A perhaps faster to implement method than the discrete codes; use a menu entry to set into a specific mode.

For example, the codes for 
HD (switch to HD mode)
SD (switch to SD mode)
Aspect Normal
Aspect Zoom
Aspect Grey Bars (etc.)
could be made numbered sub-menu entries to the preferences.display menu.

In general, it would be nice to allow a numbered menu entry to any toggled remote function or selection type of menu.

The purpose is to enable stateless external control via remote control macros; not as nice as a discrete code but workable for the higher end remotes or automation systems. 

Pculley


----------



## Throwbot (Dec 24, 2003)

CompuDude said:


> Discrete codes would be GREAT for those of us with good universal remotes (I suspect many who are willing to drop this kind of money on a PVR, and own a system worthy of HDTV, fall into that category). My Harmony (still getting the thing programmed, but love the prospect of putting 6 remotes in a drawer somewhere!) would be much easier to deal with if there were more discrete's for my various components...


Compudude , please please remember to post you opinion of your Harmony remote, as there is a lot of interest out here for controlling a 921 with a learning remote. I have some specific questions.
1. Are the E* 921 and / or 721 DVR remote codes listed and available on Harmony's web site?
2. What if any limitations have you experienced?
3. What model Harmony did you purchase?
4. Please list the equipment you are controlling?
And we need the info Pronto ( That was a feeble joke)


----------



## CompuDude (Jan 27, 2003)

I don't have a 921 yet, and until I get moved and settled in, I'm not likely to get one in the immediate future. Hopefully a couple months from now I'll be able to scrape together the cash.

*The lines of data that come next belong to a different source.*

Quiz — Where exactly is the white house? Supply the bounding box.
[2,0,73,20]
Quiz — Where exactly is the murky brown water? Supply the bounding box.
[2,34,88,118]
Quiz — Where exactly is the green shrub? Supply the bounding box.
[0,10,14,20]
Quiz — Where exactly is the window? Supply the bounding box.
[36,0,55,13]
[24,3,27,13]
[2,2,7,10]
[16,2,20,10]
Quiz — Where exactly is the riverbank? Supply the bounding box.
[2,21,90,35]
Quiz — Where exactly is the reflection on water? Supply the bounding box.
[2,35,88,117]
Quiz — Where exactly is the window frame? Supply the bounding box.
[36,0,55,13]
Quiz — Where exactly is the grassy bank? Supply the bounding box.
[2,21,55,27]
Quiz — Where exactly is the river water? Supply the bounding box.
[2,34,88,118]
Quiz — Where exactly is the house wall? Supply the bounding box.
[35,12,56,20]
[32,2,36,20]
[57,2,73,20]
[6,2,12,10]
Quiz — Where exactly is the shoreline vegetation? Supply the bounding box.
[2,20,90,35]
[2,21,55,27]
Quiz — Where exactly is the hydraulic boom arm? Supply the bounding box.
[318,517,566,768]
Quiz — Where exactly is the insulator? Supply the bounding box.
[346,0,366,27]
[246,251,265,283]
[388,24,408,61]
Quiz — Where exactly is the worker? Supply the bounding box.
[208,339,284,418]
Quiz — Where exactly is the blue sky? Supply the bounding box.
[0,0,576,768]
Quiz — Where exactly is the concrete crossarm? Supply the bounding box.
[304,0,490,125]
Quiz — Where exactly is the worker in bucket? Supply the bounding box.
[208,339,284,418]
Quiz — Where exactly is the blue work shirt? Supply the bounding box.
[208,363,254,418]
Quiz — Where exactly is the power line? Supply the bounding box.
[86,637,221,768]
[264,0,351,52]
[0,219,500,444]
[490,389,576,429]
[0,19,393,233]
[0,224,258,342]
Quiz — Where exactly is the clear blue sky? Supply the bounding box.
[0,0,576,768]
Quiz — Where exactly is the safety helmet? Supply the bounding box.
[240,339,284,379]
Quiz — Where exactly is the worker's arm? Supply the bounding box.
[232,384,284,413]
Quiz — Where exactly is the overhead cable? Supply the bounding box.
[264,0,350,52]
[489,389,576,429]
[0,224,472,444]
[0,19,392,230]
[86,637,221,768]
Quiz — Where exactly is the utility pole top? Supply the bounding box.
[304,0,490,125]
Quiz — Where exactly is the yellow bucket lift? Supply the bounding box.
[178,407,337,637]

The Harmony I bought, the SST-659, is *great* so far with my Dish 508 PVR, however. It took a LOT of work to program it to my liking, but it wasn't difficult work, it just involved a lot of trial and error. I'm almost completely satisfied with the way it controls my 508 in conjunction with my big screen, but I have barely started getting it working with my DVD. Based on how it controls the 508, however, I'm pretty confident it will work well with the 921 as well.

The WAF (wife acceptance factor) of the Harmony is great, as well, but plan on spending about 5 minutes on instruction... don't think everyone will pick it up and use it properly out the gate.

Current setup: http://www.kalani.net/HomeTheatre.html

The picky a/v people who populate these boards (myself included) will likely HATE most of the canned control setups available for the various components, so count on a good deal of trial and error and manual learning of codes. Again, it's not rocket science, but it takes some thought and consideration, and the process is a bit cumbersome, due to the Harmony's site design, in part. As I understand it, however, the site is continually evolving, so that should get easier over time.

I'd be happy to post a more thorough review of the Harmony, but I'm pretty sure this thread isn't the appropriate venue for it. Suggestions, anyone?


----------



## Throwbot (Dec 24, 2003)

CompuDude said:


> I don't have a 921 yet, and until I get moved and settled in, I'm not likely to get one in the immediate future. Hopefully a couple months from now I'll be able to scrape together the cash.
> 
> The Harmony I bought, the SST-659, is *great* so far with my Dish 508 PVR, however. It took a LOT of work to program it to my liking, but it wasn't difficult work, it just involved a lot of trial and error. I'm almost completely satisfied with the way it controls my 508 in conjunction with my big screen, but I have barely started getting it working with my DVD. Based on how it controls the 508, however, I'm pretty confident it will work well with the 921 as well.
> 
> ...


Any chance you could log in at Harmony and see if the 921 is available? They don't let you see this unless you are an owner of a remote. Also please confirm the 508 is IF/RF? Thanks, I also like the WAF angle of the remote.


----------



## Throwbot (Dec 24, 2003)

Throwbot said:


> Any chance you could log in at Harmony and see if the 921 is available? They don't let you see this unless you are an owner of a remote. Also please confirm the 508 is IF/RF? Thanks, I also like the WAF angle of the remote.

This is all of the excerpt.